The final part of your heartbeat happens when the electricity moves through a pathway of fibers in the ventricles called His-Purkinje Network. This causes the ventricles to contract and force blood out of the heart to the lungs and body.

This cycle is repeated every time your heart beats.

What are symptoms of bradycardia?

You may not have any symptoms of bradycardia. But if you do have a slow heart rate and any of these symptoms, call your doctor:

  • Syncope/passing out
  • Dizziness
  • Weakness
  • Confusion
  • Heart palpitations/fluttering
  • Feeling short of breath
  • Chest pain
  • Lack of energy

Causes of bradycardia

Bradycardia can be caused by:

  • A problem with your SA node (sick sinus syndrome)
  • A problem with your AV node or any of the electrical pathways through the heart (heart block)
  • Illness or medical problems such as:
    • Injury to the heart due to heart attack, endocarditis or a medical procedure
    • Inflammation of the heart muscle
    • Low thyroid function
    • Electrolyte imbalance in the blood
    • Sleep apnea
    • Congenital heart defect
    • Valvular heart disease
    • Lyme disease
  • Certain medications, including beta blockers and heart rhythm medications

How is bradycardia diagnosed?

Your doctor will feel your pulse to get your heart rate and will use tests to get more information about your heart rate and rhythm. A simple EKG can show the rhythm that is causing the slow heart rate, but you may need to wear an ambulatory monitor. The monitor is used to keep track of your heart rate and rhythm over a longer period of time. You will keep track of any symptoms you have. Your doctor will match up the symptoms with the activity on the monitor to see if a heart rhythm problem is the cause and if your heart rate is related to your symptoms. If you need to wear a monitor, you will get details on how to wear and use it.

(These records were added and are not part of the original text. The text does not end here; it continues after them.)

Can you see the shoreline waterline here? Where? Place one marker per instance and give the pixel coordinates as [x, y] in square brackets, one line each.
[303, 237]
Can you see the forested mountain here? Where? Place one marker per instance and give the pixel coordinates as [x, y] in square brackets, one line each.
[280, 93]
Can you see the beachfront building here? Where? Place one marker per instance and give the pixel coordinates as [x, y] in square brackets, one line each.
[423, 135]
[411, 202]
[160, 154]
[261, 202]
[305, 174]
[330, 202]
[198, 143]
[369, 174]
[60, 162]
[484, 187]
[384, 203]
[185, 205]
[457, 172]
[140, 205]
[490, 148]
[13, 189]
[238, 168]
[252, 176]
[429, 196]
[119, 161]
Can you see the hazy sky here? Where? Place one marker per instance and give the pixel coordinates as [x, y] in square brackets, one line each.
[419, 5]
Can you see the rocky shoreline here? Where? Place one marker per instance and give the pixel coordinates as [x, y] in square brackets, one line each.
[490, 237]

What treatments are available for patients with bradycardia?

If you have bradycardia but do not have any symptoms, or if the bradycardia doesn’t happen often or last long, you may not need treatment. Sometimes bradycardia is a good thing and is the goal of treatment.

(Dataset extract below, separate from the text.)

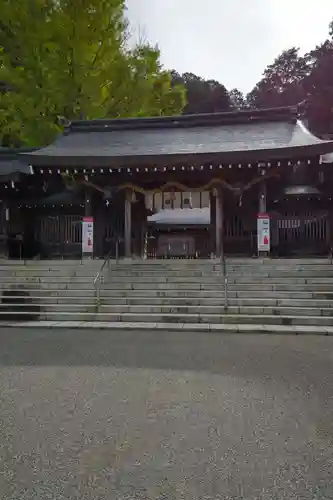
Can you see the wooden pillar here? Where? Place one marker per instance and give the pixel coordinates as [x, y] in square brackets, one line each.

If you need treatment, it will be based on the cause of the condition. If you have an electrical problem in your heart, you will need a pacemaker to keep your heart beating as it should. A pacemakers is a small device that is placed under your skin to monitor your heart’s rate and rhythm. If needed, the pacemaker will send an electrical impulse to your heart to restore a normal heart rate. There are many types of pacemakers. Your doctor will choose the right type to meet your needs.